January 31, 2014
Steve Rattner gives us a glowing appraisal of Ben Bernanke on his departure from the Fed. I have written on Bernanke elsewhere, but the basic story is that he bears a large amount of responsibility for the housing bubble and its subsequent bursting, since he was a Fed governor and chief economic advisorin the Bush administration as policymakers allowed it to grow to ever more dangerous levels. The result has been a loss of more than $7.6 trillion in output to date ($25,000 per person) and an economy that is still down more than 8 million jobs six years after the beginning of the downturn. There were few people better positioned than Bernanke to try to stem the growth of the bubble, but he consistently insisted that it did not pose any problem to the economy.
Bernanke also made the decision to leave the financial industry intact at a time when the market would have sent Goldman Sachs, Citigroup and most of the other Wall Street giants into bankruptcy.
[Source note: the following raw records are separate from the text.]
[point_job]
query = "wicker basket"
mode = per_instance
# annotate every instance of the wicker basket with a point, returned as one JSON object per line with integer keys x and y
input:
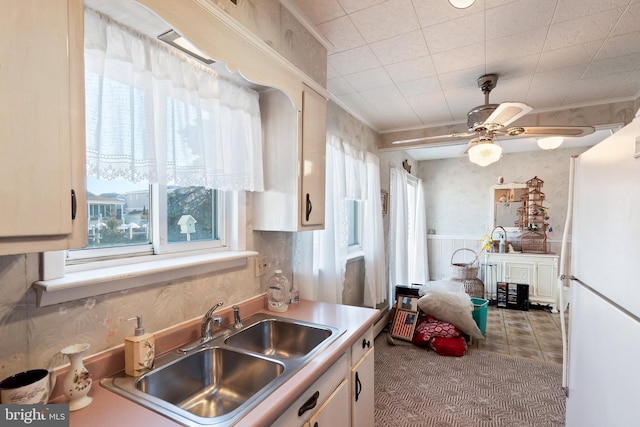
{"x": 462, "y": 271}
He misled Congress to rush it into passage of the TARP and he gave hundreds of billions of dollars worth of loan subsidies and guarantees to keep Wall Street alive. As a result, the financial industry is more concentrated than ever.
Bernanke does deserve credit for his aggressive monetary policy in the face of harsh opposition from Republicans and some Democrats. It has boosted the economy, although other banks, notably the Bank of Japan, have been more aggressive. Anyhow, his monetary policy over the last four years certainly is a plus, but it doesn’t qualify Bernanke as a “godsend” by the usual meaning of the word.